Lisa Nesselson of Variety described the film as "catchy entertainment for kids and adults" and highlighted the "thrillingly imaginative" finale. Michael Booth of The Denver Post noted that director Morita "has a slightly cruder, more realistic sense of the world and its looniness than does Miyazaki, and you can see where The Cat Returns moves on a different track even as it pays homage to Japan's current animation master." Neil Smith of the BBC noted that while the film "can't quite match the invention of 2003 Oscar-winner Spirited Away...The Cat Returns is still an enchanting, magical fable with a twisted vein of surrealism."

===Home media===
The film was dubbed in English by Walt Disney Pictures with the voices of Anne Hathaway, Cary Elwes, Peter Boyle, Elliott Gould, Tim Curry, Judy Greer, and Kristen Bell, for a release on DVD on February 22, 2005, alongside Nausicaä of the Valley of the Wind and Porco Rosso. Walt Disney Studios Home Entertainment released the film on Blu-ray in the United States on June 16, 2015. GKIDS re-released the film on DVD and Blu-ray on January 16, 2018.

==Manga==

 is a 2002 manga written by Aoi Hiiragi and published by Tokuma Shoten. The story in the manga is largely the same as in its film adaptation, with a few minor differences, including a comedic ending in which the cat Natoru comes into Haru's room and pesters her. The manga also includes a mildly dark revelation involving Haru's cat friend from childhood, Yuki. In this version, Yuki was struck and killed by a vehicle. The Cat Kingdom is a sort of cat heaven, and Yuki helps Haru out of gratitude for feeding her fish crackers when she was a little girl. The film instead portrays the Cat Kingdom as a physically real dimension parallel to Haru's home city.

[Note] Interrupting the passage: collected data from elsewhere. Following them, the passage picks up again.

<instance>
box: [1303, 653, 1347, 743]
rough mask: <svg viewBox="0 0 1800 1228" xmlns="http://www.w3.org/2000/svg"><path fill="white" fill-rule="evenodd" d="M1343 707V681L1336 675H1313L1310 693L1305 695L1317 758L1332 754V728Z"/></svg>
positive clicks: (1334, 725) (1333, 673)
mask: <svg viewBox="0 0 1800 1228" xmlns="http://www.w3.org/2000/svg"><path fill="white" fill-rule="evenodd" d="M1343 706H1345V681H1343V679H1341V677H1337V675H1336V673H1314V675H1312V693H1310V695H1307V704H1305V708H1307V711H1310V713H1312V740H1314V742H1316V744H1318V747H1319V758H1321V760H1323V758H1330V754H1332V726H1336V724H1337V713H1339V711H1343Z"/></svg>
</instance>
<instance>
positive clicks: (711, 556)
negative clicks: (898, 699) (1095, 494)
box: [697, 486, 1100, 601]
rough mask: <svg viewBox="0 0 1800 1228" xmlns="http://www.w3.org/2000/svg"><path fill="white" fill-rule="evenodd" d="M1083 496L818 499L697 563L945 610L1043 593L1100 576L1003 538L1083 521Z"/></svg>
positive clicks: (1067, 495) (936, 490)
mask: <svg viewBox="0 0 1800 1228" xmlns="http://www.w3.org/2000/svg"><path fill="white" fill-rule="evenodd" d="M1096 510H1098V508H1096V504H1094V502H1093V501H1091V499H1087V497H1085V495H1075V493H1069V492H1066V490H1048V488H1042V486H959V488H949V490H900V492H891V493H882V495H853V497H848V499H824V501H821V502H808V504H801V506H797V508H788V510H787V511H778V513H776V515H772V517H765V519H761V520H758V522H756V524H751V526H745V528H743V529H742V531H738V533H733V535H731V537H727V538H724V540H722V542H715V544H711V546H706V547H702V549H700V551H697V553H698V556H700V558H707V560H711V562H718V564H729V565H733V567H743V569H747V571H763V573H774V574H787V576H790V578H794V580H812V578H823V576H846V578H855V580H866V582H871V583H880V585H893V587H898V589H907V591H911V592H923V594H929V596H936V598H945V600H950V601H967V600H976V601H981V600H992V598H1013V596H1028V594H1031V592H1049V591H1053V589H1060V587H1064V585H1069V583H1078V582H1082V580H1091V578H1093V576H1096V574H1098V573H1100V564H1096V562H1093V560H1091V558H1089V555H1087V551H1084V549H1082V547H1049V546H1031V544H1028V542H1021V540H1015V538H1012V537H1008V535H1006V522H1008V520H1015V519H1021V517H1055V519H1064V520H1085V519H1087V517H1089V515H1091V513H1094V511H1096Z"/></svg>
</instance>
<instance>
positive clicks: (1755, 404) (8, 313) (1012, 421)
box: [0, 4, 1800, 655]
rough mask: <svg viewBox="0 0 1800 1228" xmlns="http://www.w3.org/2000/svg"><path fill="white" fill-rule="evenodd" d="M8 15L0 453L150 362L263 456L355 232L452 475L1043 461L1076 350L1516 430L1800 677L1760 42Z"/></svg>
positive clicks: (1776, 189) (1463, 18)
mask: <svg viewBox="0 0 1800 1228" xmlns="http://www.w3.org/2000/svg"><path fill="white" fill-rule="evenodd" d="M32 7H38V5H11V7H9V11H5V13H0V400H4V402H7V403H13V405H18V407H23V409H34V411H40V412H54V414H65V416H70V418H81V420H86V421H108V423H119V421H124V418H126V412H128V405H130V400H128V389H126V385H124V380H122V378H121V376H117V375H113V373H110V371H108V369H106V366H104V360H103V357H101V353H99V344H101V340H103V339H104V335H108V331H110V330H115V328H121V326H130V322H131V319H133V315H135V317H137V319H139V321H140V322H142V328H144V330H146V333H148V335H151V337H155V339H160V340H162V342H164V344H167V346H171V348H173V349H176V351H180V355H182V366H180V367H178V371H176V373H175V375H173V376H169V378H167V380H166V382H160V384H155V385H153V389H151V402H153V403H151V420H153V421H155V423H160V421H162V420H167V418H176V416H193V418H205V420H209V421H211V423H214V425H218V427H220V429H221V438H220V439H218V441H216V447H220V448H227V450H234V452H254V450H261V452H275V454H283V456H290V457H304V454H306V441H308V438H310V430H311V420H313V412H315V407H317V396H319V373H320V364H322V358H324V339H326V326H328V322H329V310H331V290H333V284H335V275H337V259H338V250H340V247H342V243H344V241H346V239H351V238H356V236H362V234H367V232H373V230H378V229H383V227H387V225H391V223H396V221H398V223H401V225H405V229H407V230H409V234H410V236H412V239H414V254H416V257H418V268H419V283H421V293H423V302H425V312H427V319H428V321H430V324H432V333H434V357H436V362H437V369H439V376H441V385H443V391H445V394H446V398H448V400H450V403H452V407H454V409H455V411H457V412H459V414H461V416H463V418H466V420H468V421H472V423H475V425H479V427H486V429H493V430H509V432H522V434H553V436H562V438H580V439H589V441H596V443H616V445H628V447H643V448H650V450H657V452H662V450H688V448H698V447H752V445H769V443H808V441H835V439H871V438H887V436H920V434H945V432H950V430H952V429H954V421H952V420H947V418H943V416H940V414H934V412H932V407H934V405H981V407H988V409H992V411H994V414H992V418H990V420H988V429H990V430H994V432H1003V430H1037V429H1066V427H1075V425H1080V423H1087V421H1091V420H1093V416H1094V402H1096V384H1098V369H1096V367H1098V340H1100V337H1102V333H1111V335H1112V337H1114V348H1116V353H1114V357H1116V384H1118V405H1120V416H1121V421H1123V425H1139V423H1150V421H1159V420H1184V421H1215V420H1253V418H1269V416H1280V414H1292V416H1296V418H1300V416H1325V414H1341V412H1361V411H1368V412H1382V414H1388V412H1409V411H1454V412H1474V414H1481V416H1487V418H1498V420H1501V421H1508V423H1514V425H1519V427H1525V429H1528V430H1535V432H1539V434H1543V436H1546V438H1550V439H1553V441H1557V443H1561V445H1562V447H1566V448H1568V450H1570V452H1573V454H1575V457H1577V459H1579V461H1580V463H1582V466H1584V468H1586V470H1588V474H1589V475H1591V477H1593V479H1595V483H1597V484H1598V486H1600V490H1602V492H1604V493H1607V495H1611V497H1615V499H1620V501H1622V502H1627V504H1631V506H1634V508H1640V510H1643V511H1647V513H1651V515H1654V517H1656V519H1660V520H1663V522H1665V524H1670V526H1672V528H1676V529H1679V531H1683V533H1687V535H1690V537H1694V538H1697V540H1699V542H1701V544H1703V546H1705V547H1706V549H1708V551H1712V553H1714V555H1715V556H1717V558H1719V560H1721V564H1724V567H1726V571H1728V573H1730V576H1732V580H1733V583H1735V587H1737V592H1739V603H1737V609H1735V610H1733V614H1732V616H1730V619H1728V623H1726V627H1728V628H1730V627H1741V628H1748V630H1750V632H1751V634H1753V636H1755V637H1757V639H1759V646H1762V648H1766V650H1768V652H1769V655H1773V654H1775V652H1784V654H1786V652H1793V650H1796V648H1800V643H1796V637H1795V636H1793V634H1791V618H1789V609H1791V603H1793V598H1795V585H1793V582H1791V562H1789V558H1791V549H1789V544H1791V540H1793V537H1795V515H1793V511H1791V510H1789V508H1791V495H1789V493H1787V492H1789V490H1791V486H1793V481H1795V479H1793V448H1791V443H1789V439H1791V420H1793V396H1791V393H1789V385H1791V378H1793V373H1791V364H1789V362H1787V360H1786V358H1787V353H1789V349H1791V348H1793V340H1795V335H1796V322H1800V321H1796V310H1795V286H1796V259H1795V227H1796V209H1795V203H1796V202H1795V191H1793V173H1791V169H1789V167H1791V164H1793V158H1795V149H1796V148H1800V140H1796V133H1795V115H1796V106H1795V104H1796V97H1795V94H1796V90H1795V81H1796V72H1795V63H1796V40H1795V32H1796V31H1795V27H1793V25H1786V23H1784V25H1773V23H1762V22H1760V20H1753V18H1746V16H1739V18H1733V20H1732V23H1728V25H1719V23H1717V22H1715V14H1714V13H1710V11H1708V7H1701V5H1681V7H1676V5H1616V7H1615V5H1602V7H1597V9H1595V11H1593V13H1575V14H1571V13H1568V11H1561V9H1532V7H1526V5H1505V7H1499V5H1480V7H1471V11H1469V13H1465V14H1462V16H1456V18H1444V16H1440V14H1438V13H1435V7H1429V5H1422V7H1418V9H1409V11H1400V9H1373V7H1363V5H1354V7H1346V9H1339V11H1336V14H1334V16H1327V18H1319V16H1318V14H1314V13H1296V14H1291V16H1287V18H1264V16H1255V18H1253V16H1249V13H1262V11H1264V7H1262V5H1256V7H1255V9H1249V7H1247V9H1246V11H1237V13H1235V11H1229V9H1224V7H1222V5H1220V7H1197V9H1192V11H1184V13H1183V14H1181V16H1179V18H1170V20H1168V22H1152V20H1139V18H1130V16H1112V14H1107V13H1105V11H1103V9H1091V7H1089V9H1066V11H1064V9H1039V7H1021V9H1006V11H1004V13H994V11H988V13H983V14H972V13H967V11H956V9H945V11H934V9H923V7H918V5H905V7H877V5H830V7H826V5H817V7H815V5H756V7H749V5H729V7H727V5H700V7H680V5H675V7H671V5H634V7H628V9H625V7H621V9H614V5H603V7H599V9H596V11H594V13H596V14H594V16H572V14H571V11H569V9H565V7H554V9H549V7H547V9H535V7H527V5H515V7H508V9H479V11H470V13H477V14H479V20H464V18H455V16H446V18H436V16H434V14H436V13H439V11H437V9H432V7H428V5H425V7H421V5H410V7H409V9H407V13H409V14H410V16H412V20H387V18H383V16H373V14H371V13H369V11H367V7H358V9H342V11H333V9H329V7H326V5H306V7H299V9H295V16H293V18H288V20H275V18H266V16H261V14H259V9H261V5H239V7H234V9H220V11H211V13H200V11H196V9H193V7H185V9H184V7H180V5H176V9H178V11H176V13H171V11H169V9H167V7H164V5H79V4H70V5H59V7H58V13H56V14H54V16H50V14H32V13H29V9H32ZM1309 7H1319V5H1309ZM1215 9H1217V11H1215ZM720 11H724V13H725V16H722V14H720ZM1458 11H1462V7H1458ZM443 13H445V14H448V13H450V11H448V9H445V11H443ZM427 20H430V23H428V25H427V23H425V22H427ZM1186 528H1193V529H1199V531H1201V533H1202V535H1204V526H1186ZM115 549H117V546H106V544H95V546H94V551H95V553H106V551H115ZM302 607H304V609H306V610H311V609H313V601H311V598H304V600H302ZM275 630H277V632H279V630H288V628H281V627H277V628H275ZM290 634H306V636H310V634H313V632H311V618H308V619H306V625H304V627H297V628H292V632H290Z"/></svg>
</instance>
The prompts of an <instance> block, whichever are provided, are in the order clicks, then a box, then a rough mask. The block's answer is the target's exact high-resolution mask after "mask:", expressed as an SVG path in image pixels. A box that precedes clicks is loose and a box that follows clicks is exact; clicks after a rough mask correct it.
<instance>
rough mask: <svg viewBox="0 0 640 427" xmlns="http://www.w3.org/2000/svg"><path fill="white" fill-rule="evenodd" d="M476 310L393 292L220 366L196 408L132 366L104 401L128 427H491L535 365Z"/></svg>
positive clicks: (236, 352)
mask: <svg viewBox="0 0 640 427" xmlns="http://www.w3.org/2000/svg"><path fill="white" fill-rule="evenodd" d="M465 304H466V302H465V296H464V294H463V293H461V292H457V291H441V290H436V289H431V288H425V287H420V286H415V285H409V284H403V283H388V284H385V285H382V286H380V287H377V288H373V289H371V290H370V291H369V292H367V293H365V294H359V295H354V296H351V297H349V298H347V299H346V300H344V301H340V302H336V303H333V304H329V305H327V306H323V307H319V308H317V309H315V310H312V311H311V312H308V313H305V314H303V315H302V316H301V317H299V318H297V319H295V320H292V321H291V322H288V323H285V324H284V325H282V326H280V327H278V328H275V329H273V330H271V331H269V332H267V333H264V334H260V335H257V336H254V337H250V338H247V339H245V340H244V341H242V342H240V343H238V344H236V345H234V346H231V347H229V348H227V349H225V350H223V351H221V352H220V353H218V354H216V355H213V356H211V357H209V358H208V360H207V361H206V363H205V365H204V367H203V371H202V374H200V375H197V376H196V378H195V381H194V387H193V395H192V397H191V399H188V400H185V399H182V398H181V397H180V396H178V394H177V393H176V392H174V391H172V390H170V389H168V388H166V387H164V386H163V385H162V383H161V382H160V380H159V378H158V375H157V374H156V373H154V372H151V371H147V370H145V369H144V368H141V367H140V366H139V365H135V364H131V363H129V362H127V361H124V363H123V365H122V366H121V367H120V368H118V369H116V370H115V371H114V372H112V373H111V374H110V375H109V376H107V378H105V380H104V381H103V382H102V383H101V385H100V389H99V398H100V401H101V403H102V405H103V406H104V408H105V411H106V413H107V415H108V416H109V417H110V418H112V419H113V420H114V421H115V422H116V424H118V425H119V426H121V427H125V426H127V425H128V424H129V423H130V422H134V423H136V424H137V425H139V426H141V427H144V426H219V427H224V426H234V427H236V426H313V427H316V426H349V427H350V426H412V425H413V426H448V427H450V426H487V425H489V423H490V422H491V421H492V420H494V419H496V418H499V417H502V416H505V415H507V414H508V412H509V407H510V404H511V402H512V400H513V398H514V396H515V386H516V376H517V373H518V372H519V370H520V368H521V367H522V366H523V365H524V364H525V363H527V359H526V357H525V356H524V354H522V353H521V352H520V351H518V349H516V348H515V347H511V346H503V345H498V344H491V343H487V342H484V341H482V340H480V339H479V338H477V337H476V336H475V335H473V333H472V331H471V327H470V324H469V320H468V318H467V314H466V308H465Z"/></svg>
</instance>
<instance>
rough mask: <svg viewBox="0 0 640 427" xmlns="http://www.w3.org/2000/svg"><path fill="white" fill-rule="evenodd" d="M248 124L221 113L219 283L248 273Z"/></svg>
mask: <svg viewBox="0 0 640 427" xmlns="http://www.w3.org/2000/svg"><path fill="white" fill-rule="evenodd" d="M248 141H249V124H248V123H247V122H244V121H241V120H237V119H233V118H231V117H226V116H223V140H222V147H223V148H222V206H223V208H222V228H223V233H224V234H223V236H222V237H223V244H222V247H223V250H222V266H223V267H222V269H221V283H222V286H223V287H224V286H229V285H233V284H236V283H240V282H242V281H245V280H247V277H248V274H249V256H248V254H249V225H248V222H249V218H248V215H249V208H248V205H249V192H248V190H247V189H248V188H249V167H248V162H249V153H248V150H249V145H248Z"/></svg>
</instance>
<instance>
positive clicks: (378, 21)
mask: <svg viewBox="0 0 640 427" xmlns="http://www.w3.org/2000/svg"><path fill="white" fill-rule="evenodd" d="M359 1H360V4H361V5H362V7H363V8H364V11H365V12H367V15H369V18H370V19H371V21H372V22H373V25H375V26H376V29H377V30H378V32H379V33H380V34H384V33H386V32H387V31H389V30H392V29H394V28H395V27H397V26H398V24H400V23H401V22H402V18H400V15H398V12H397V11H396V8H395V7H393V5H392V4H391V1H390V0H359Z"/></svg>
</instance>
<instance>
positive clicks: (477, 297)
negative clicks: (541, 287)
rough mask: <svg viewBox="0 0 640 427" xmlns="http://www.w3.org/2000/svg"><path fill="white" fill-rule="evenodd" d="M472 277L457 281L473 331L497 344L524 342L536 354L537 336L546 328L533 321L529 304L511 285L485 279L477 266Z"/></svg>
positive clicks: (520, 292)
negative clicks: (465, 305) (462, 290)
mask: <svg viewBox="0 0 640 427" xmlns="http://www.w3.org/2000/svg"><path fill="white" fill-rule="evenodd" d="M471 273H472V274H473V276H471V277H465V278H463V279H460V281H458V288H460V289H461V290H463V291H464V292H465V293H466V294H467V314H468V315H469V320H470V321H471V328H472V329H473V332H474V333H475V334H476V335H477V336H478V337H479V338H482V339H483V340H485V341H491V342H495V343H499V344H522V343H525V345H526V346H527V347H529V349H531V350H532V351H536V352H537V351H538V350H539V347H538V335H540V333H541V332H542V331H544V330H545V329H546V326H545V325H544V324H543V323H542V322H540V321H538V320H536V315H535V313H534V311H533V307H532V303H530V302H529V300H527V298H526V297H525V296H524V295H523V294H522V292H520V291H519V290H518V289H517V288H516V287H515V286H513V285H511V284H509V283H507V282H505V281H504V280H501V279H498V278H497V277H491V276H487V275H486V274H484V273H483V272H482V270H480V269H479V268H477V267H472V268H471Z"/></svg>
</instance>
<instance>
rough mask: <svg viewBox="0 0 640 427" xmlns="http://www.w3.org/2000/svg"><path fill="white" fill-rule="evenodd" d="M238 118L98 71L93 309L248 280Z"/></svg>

A few character-related differences can also be seen between the manga and the film. The visual design for Baron, as originally illustrated by Hiiragi in the manga, featured him as a dark gray cat with large blue eyes and long pointed ears, while in the Studio Ghibli version, Baron is orange-and-yellow with smaller green eyes and shorter ears. This design change was carried over from the way Baron was visually portrayed in the film adaptation Whisper of the Heart. Haru's hair was visually longer and darker in Hiiragi's illustrations, although the character Muta retained his general appearance from the manga in the film adaptation. Muta is a side protagonist in both Hiiragi's manga and the film adaptation, while in Whisper of the Heart, he is an antagonistic villain called "Moon". Hiiragi alluded to this in the manga, which was mildly referenced in the film; Muta in the film was said to have been a morbidly obese cat who ate every fish in the kingdom as rogue outlaw "Renaldo Moon", a fact he uses to frighten the Cat Kingdom into leaving Haru alone so she can escape.